The "Say My Name: Identifying the African Americans Enslaved at White Hall" project is funded by the Academic Affairs Cross-College/Interdisciplinary Collaboration (CCIC) Project at Eastern Kentucky University.
The primary goals of this project are to:
- Recognize and honor the names and lives of the African American individuals and families whose work contributed to the growth and maintenance of White Hall, in particular, and Madison County, in general. White Hall was the home of Cassius M. Clay.
- Engage students, faculty, and staff from departments across EKU in the effort to provide access to historical documents and create a public-facing online resource that enriches the local history of Madison County and the Commonwealth.
- Cultivate relationships with members of the local community and region to strengthen our understanding of White Hall’s history and enhance EKU’s connection to and presence in its service region.
- Build a foundational historical record that will transform our understanding of the past through its content as well as those involved, students in particular, through the very process of its creation.

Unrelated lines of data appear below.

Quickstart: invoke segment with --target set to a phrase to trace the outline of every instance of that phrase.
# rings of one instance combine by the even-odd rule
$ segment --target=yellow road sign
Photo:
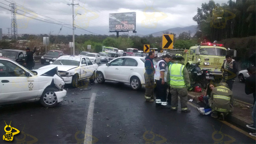
[[[149,44],[144,44],[143,48],[144,52],[147,53],[149,52]]]
[[[163,49],[173,49],[173,34],[163,34],[162,48]]]

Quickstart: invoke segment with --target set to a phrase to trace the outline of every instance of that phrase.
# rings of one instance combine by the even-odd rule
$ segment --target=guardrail
[[[35,61],[40,61],[41,60],[41,57],[42,56],[34,56],[34,58],[35,58]]]

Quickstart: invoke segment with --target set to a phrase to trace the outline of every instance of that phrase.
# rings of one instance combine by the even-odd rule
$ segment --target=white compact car
[[[72,84],[78,87],[79,80],[90,78],[91,82],[95,80],[96,69],[98,66],[94,64],[86,56],[65,56],[58,58],[51,64],[43,66],[46,68],[58,67],[58,74],[64,80],[65,84]]]
[[[248,74],[248,71],[246,70],[241,70],[238,72],[238,78],[239,79],[239,82],[244,82],[245,80],[250,76]]]
[[[105,80],[130,83],[134,90],[145,84],[145,58],[122,56],[116,58],[97,69],[97,81],[101,84]],[[153,60],[154,66],[157,61]]]
[[[85,55],[92,61],[92,62],[100,64],[101,63],[101,57],[97,53],[88,53]]]
[[[45,107],[56,106],[67,92],[57,67],[29,70],[0,57],[0,104],[39,101]]]

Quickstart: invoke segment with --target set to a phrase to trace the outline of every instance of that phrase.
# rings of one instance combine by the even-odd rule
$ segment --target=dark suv
[[[41,64],[50,63],[50,62],[53,62],[60,56],[64,55],[63,52],[60,50],[50,50],[41,57]]]

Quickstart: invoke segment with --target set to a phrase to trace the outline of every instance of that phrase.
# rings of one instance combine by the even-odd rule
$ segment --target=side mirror
[[[30,77],[30,74],[28,72],[26,72],[25,74],[26,76],[26,77]]]
[[[196,55],[199,55],[199,48],[196,48]]]

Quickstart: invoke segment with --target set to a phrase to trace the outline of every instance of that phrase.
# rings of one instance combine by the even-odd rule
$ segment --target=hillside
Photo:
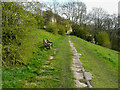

By engaging with the “Say My Name: Identifying the African Americans Enslaved at White Hall” project, EKU students, faculty/staff, and/or community members will complete the following objectives:
- Research and transcribe historical documents associated with White Hall to create an accessible online resource and exhibit documenting the names of the enslaved. This will be housed through the existing Digital Collections in the Research Center for Special Collections & Archives (RC-SCA).
- Identify community members who are descendants of the enslaved people who lived and worked at White Hall.
- Invite community members to attend a White Hall Descendants Event, tentatively slated for April 2025, at which preliminary interviews will be recorded.
- In tandem with the White Hall Descendants Event, develop a multidisciplinary art installation in the upstairs gallery space at White Hall. The installation, tentatively titled Hear/Here will include multiple video projections, with an accompanying soundscape, utilizing documents collected from White Hall in combination with video footage and audio recorded on site. Video of the historical, often handwritten, documents, projected alongside footage of the interior and exterior landscapes of White Hall will be combined with a soundscape including ambient sounds from inside the residence as well as external sounds on the property itself.
Student work on document transcription, interview collection, documentary film production, and other aspects of the project put experiential learning at the forefront of this effort. As a result, this project is the perfect vehicle for students to develop job-ready skills and to make a positive impact on our local community.